You gave someone (other than your spouse) a gift of a future interest that they can’t actually possess, enjoy, or from which they’ll receive income later.
You gave your spouse an interest in property that will terminate due to a future event.

What to Know about Late Filing and Late Paying Penalties

April 15 was the tax day deadline for most people. If you are due a refund there is no penalty if you file a late tax return. But if you owe tax, and you failed to file and pay on time, you will usually owe interest and penalties on the tax you pay late. You should file your tax return and pay the tax as soon as possible to stop them. Here are eight facts that you should know about these penalties.

1. Two penalties... may apply. If you file your federal tax return late and owe tax with the return, two penalties may apply. The first is a failure-to-file penalty for late filing. The second is a failure-to-pay penalty for paying late.
2. Penalty for late filing. The failure-to-file penalty is normally 5 percent of the unpaid taxes for each month or part of a month that a tax return is late. It will not exceed 25 percent of your unpaid taxes.
3. Minimum late filing penalty. If you file your return more than 60 days after the due date or extended due date, the minimum penalty for late filing is the smaller of $135 or 100 percent of the unpaid tax.
4. Penalty for late payment. The failure-to-pay penalty is generally 0.5 percent per month of your unpaid taxes. It applies for each month or part of a month your taxes remain unpaid and starts accruing the day after taxes are due. It can build up to as much as 25 percent of your unpaid taxes.
5. Combined penalty per month.
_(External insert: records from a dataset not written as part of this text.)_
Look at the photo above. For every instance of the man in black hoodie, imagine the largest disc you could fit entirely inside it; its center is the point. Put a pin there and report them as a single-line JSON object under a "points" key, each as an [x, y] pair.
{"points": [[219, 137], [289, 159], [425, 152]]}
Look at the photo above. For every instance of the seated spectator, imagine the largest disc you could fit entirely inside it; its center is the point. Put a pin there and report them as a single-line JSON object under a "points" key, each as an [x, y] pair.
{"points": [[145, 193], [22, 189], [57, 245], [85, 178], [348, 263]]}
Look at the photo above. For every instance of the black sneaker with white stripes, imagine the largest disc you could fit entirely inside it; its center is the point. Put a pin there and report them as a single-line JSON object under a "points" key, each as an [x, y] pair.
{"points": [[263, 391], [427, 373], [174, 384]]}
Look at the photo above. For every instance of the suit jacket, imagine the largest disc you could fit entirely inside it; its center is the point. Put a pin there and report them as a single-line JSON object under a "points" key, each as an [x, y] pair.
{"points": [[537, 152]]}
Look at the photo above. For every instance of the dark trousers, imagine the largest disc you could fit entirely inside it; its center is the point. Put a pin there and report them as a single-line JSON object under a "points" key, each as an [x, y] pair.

If the failure-to-file penalty and the failure-to-pay penalty both apply in any month, the maximum amount charged for those two penalties that month is 5 percent.
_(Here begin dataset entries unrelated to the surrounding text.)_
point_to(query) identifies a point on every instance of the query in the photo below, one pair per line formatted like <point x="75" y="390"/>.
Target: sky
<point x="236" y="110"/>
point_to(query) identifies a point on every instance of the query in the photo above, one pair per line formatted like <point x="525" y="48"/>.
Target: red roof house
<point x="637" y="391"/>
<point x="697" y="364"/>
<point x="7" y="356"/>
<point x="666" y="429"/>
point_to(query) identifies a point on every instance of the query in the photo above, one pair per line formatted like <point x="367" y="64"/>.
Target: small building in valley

6. File even if you can’t pay. In most cases, the failure-to-file penalty is 10 times more than the failure-to-pay penalty. So if you can’t pay in full, you should file your tax return and pay as much as you can. Use IRS Direct Pay to pay your tax directly from your checking or savings account. You should try other options to pay, such as getting a loan or paying by debit or credit card. The IRS will work with you to help you resolve your tax debt. Most people can set up an installment agreement with the IRS using the Online Payment Agreement tool on IRS DOT GOV 
7. Late payment penalty may not apply. If you requested an extension of time to file your income tax return by the tax due date and paid at least 90 percent of the taxes you owe, you may not face a failure-to-pay penalty. However, you must pay the remaining balance by the extended due date. You will owe interest on any taxes you pay after the April 15 due date.
8. No penalty if reasonable cause. You will not have to pay a failure-to-file or failure-to-pay penalty if you can show reasonable cause for not filing or paying on time. There is also penalty relief available for repayment of excess advance payments of the premium tax credit for 2014.